For one widow, the cost of her husband’s funeral added up quickly.

“I couldn’t believe when I got the bill: $8,000,” Reta Pettit said.

Pettit said she paid that price to a B.C. funeral home 29 years ago after her husband’s unexpected death during open-heart surgery.

“My decision was: ‘Let’s have a viewing, so that’ll help me, that’ll help my children to deal with the situation,’ OK, so if you have a viewing then you must have a casket,” Pettit said. “Of course, my husband loved wood so I looked there, and a beautiful wood casket, let’s use that casket.”

She said she was emotional during the process, and she didn’t pay attention to the prices or shop around.

“I think what I did was open the Yellow Pages and picked one because I didn’t have a clue,” Pettit said.

Now, she’s a member of a non-profit group called the Memorial Society of Edmonton, an organization with one staff member and a number of volunteers.
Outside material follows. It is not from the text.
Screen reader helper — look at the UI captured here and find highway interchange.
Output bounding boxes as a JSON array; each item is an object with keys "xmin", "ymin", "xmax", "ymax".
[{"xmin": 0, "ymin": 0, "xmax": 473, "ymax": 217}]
For a one-time $40 fee, members can get a cremation or burial at a lower price through one of four funeral homes it partners with.

“The basic price covers all the things you need, it gives you nice processing and handling of the body that’s respectful,” Lea Callebaut with the Memorial Society of Edmonton said.

In addition, the group collects details about their members’ wishes, so when the time comes, their family isn’t left in the dark.

Members said when it comes to selecting a funeral home, research is important.

“See how they treat you, how they behave, and get some pricing,” Brian Baker with the Memorial Society Board of Directors said.

“You’ve got to literally put on your detective hat and do detective work.”

Experts told CTV News the best advice is to plan ahead and shop around – which could result in thousands of dollars saved.